Le projet est avorté quand une patrouille allemande débarque, le 3 février 1944, à la ferme où les résistants se cachent. Il s’agit d’un officier et d’un soldat allemand qui font le tour du secteur pour demander à la population d’évacuer temporairement les lieux en raison de séances de tirs de mortiers à Roc’h Trédudon. Curieux, l’allemand insiste pour visiter la ferme, il lui en coûte la vie, abattu par Marcel Boucher. Le soldat allemand qui l’accompagne est lui abattu par Jean Coguiec.

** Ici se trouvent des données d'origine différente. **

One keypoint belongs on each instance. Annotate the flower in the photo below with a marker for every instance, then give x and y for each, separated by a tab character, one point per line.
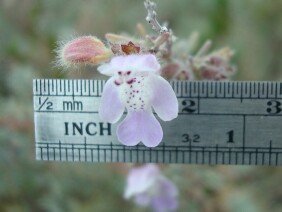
136	85
150	188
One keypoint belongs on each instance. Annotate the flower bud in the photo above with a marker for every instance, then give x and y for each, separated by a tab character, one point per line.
86	50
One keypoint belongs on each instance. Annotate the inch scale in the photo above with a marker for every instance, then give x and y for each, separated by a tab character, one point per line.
218	123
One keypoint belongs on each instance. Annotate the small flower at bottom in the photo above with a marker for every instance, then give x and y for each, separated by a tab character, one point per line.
149	188
136	85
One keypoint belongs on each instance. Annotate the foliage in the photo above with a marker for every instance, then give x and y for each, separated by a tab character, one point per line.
29	31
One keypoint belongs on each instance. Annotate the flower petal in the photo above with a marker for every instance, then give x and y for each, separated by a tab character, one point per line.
163	100
135	63
140	126
111	107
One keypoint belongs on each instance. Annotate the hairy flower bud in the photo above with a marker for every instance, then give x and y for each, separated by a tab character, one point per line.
83	50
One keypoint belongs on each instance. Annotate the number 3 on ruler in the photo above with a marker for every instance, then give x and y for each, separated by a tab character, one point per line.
189	106
274	107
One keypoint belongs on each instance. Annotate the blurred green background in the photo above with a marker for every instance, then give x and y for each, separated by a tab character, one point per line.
29	30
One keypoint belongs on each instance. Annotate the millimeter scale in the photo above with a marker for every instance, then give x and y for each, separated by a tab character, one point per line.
218	123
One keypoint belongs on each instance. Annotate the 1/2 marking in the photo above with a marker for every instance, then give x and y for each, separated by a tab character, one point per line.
47	103
188	138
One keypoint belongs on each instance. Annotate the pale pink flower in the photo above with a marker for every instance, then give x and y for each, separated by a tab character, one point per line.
136	85
149	188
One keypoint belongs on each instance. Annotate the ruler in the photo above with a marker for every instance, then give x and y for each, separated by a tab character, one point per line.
218	123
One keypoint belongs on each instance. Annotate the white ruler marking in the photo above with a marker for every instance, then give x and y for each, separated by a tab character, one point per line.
218	123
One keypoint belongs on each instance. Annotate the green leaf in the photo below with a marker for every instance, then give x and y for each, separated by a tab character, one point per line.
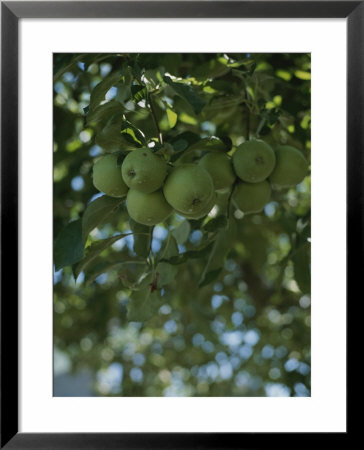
68	246
99	92
142	242
102	114
301	263
203	250
172	117
96	212
143	305
138	135
209	277
138	93
209	69
188	93
110	139
166	273
182	232
169	248
135	277
94	251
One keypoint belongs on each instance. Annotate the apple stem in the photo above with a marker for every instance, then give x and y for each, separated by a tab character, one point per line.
160	137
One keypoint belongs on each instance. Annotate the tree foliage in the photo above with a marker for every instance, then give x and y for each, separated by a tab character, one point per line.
218	306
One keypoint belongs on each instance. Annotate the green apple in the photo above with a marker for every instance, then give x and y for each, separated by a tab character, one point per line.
147	209
251	197
219	166
144	171
107	177
254	161
291	167
188	188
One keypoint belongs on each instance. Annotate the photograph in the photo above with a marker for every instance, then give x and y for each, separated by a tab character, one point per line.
181	224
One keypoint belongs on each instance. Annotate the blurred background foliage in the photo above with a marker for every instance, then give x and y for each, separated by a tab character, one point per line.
247	333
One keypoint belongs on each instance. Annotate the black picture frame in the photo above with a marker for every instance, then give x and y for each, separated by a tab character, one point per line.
11	12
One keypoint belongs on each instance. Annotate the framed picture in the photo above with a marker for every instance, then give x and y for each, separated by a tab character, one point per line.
162	164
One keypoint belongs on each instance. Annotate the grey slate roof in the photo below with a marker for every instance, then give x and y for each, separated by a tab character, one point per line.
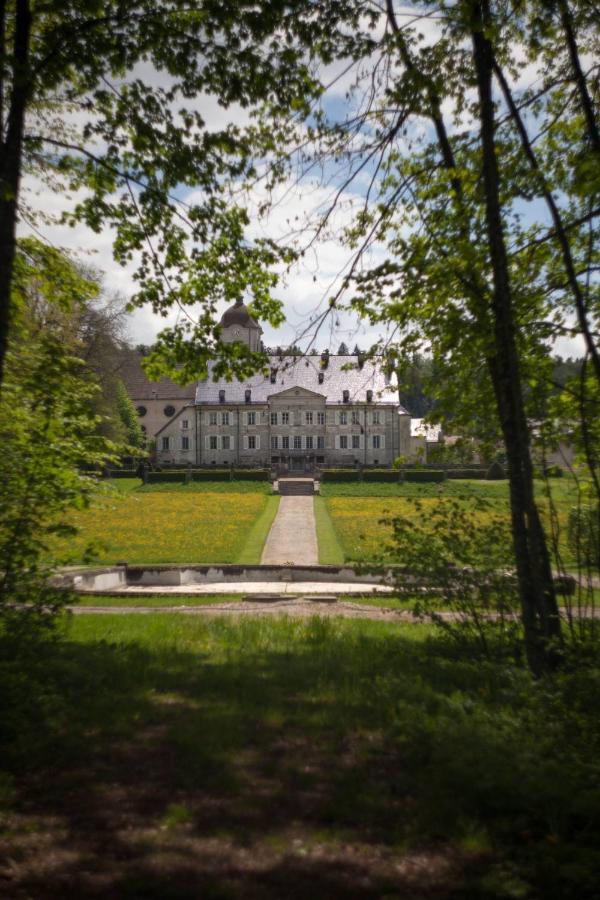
303	372
140	388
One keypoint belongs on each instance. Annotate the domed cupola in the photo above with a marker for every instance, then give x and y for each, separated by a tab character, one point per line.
238	325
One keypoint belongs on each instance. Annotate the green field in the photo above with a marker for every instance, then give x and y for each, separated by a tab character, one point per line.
169	757
172	526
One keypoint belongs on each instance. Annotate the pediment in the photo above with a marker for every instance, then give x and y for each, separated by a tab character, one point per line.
297	393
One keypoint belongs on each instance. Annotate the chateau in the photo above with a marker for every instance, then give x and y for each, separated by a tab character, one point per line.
305	412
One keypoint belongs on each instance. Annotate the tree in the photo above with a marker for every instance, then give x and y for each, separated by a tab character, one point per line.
138	144
50	442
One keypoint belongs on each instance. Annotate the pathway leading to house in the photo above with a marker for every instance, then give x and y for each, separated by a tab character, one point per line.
293	536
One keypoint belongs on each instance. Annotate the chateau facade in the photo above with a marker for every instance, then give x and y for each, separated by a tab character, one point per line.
305	412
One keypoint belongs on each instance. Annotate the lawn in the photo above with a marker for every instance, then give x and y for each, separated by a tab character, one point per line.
356	510
163	757
173	526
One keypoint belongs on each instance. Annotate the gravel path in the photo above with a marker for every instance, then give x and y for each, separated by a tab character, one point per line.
297	608
293	535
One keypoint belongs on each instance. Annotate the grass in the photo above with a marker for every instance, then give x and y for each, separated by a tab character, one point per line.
166	527
330	550
168	757
357	509
257	536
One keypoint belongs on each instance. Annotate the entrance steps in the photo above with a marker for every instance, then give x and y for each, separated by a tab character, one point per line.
296	487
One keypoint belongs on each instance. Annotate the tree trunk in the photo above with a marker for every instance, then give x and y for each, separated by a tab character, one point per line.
11	149
538	600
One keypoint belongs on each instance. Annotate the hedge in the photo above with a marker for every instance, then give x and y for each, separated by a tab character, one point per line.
339	475
425	475
157	477
251	474
211	475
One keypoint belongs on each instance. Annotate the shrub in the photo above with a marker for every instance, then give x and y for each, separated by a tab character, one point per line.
495	472
553	472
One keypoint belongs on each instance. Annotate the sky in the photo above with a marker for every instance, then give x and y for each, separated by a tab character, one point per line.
303	290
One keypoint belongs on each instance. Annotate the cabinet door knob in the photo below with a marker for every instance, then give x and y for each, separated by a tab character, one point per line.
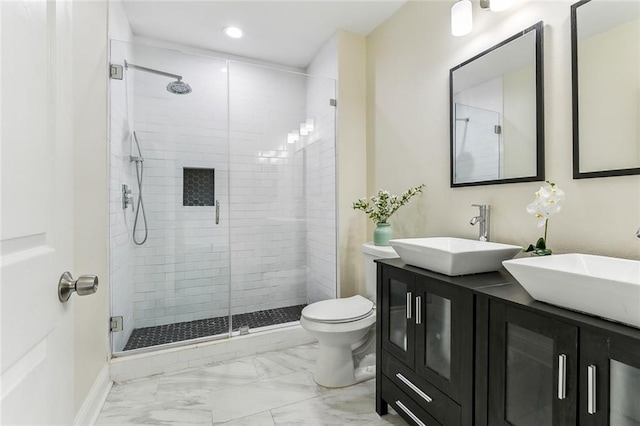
591	389
562	376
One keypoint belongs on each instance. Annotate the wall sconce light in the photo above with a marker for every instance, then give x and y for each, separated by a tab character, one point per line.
293	137
461	18
310	124
496	5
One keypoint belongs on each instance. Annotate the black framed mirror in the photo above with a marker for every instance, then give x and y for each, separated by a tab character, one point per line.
497	113
605	59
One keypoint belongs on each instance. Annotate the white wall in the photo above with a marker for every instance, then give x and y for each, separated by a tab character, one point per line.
409	58
352	163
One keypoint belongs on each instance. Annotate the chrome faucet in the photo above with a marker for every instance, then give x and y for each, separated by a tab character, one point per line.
483	220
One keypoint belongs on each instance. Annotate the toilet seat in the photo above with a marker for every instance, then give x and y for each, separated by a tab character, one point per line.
337	311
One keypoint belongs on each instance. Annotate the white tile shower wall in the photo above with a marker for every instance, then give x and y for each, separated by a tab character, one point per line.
121	221
181	272
320	181
268	224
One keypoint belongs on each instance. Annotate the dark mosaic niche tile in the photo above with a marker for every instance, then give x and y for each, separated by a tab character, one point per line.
178	332
198	187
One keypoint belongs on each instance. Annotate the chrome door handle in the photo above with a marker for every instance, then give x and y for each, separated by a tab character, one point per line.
85	285
562	376
414	387
409	413
591	389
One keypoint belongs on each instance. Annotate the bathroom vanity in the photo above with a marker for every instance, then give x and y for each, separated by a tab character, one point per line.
478	350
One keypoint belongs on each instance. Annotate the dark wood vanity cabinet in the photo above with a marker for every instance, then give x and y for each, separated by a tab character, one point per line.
478	350
532	368
425	346
609	378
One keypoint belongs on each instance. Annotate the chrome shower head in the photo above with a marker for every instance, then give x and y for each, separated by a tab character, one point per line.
178	87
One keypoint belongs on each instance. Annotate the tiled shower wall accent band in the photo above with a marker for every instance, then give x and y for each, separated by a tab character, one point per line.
181	273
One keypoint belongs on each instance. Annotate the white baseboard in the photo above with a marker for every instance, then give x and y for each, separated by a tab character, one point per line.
130	367
88	413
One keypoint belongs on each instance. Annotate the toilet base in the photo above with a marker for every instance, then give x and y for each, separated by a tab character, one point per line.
340	370
334	366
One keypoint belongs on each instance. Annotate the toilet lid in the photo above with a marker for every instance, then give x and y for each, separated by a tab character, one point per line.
339	310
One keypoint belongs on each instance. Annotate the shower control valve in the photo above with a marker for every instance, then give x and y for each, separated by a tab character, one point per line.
127	198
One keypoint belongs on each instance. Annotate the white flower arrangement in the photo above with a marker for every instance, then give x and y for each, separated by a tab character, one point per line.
379	208
545	205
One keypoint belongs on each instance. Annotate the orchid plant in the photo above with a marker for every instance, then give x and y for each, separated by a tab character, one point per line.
379	208
545	205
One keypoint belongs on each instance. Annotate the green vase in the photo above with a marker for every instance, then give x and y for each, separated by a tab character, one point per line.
382	234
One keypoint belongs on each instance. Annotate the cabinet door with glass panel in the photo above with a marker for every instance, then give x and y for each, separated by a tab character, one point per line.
428	325
532	368
609	379
444	329
397	310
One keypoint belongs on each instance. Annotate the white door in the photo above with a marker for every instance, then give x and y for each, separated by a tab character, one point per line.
36	215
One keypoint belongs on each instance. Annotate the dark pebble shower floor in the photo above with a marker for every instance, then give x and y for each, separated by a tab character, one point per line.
178	332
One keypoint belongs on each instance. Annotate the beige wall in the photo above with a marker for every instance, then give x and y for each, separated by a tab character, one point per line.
408	62
352	167
90	178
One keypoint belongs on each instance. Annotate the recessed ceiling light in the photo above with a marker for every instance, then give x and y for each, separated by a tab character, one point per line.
233	32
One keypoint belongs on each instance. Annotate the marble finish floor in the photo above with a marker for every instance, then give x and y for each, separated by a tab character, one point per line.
275	388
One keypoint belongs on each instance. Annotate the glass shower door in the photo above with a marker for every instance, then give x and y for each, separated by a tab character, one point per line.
170	252
282	194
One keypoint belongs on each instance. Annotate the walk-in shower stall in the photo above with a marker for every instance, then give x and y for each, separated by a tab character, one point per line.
222	196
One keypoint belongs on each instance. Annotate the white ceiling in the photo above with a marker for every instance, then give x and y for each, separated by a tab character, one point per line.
282	32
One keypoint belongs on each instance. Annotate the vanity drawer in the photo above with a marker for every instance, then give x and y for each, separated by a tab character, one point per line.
440	406
405	406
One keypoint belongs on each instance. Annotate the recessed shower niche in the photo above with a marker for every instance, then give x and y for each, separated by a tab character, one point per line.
198	187
243	239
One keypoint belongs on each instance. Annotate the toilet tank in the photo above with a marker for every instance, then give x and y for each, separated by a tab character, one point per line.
371	252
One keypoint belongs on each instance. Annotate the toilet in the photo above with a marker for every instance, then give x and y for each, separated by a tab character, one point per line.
345	329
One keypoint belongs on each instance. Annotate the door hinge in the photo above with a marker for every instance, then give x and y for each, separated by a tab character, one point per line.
116	72
116	324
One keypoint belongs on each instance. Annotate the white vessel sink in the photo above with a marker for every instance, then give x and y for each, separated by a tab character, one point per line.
604	286
453	256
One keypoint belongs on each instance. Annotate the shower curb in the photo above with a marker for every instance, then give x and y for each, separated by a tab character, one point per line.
170	360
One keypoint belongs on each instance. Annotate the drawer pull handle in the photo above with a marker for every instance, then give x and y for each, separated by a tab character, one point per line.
591	389
414	387
409	413
562	376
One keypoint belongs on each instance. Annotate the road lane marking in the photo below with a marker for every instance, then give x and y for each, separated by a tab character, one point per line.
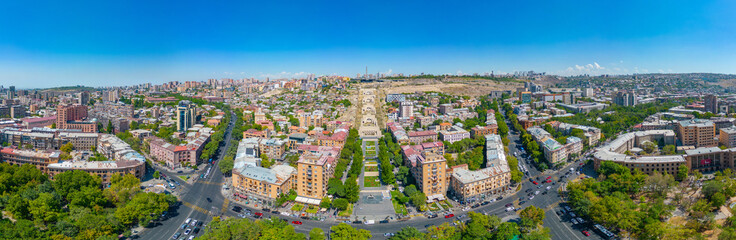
196	208
224	205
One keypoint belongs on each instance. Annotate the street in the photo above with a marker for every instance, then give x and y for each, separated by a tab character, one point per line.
201	200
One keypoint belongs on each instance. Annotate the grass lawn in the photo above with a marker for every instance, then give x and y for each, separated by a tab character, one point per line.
297	207
434	207
399	208
347	212
445	204
312	209
371	181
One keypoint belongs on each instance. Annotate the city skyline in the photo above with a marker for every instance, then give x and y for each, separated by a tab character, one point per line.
104	44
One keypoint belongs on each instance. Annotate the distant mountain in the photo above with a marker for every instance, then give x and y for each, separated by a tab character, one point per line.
77	88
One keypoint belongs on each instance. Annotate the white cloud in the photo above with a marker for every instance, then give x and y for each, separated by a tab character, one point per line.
283	74
590	68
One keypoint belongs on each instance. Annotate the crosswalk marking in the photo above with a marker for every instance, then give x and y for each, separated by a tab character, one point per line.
196	208
210	183
224	205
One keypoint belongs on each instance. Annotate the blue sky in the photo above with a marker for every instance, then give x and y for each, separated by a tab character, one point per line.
103	43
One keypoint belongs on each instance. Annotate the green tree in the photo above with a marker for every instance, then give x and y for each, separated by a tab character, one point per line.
266	162
717	200
335	187
480	225
506	230
343	231
143	208
419	200
67	148
316	234
122	188
669	149
682	172
341	204
444	231
71	181
352	191
45	208
533	213
232	228
325	203
226	165
19	207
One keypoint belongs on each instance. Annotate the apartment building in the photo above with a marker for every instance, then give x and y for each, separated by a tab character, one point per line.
313	172
727	137
454	134
483	130
74	116
123	160
555	152
697	132
430	173
177	156
493	179
274	148
419	137
40	159
104	169
263	183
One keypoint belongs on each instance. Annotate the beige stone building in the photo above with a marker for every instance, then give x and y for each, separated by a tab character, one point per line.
313	172
430	174
263	183
697	132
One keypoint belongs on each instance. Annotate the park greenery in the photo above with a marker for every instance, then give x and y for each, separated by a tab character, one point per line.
275	228
73	205
616	118
640	205
482	226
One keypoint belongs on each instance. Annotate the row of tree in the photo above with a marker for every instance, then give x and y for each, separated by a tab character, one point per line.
274	228
639	205
482	226
73	205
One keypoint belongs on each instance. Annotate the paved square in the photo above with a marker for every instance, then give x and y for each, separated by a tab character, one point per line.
372	206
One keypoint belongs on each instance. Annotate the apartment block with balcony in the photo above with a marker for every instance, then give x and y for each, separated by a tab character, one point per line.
313	172
697	132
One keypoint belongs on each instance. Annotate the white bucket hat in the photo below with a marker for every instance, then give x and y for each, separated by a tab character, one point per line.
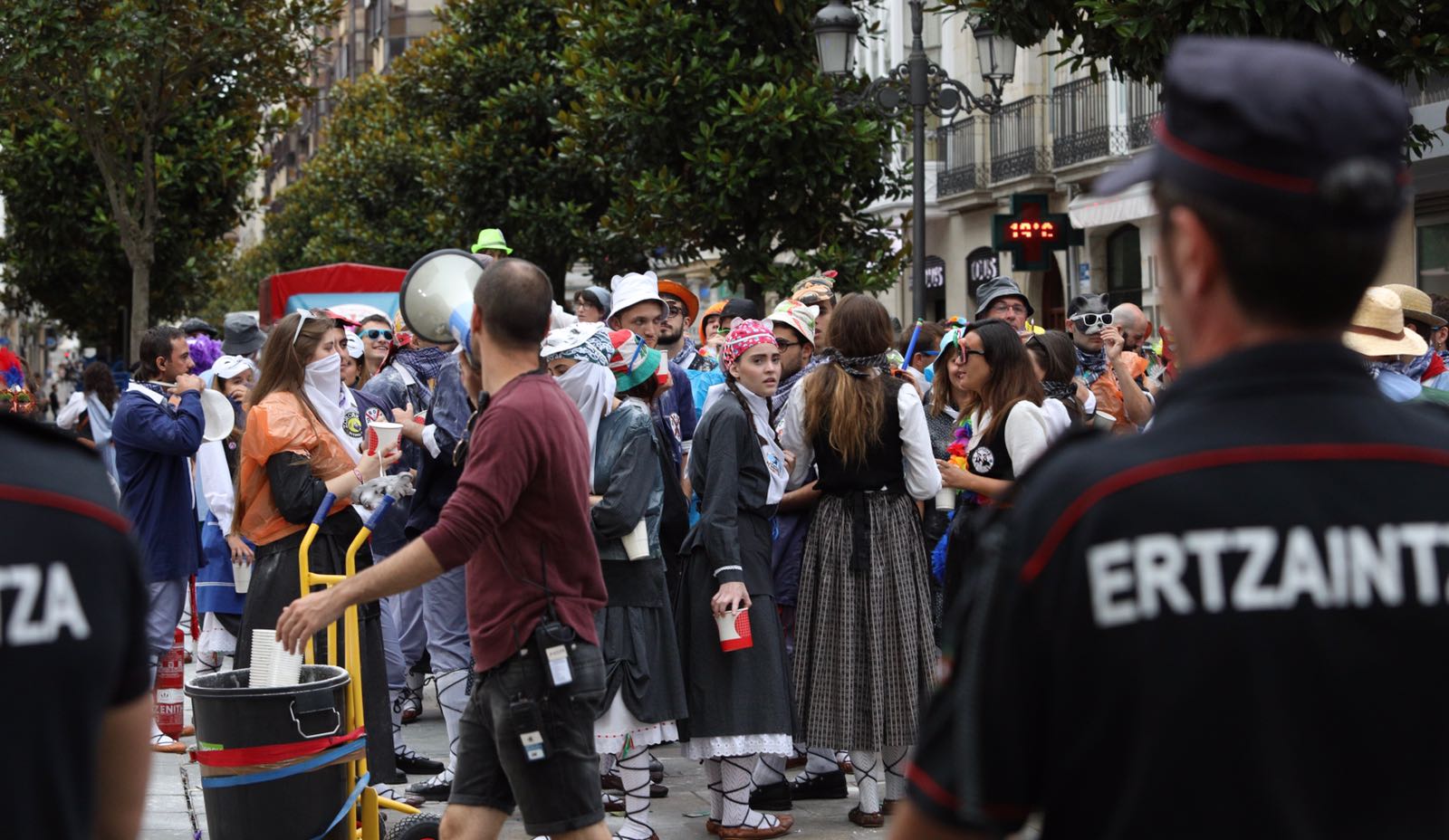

Craignant des représailles, le groupe se disperse, pour sa part, Jean Coguiec part se cacher avec Albert Yvinec à Plouyé. Cherchant à renouer les contacts avec les dispersés après quelques jours d’attente, Albert Yvinec quitte Jean Coguiec. Les deux se retrouveront à Coat-Bihan en Plonevez-du-Faou. S’y trouvent également là-bas un petit groupe de résistants en fuite. Quelques recrutements sont faits et des attaques isolés d’allemands fournissent les rares armes dont ils disposent.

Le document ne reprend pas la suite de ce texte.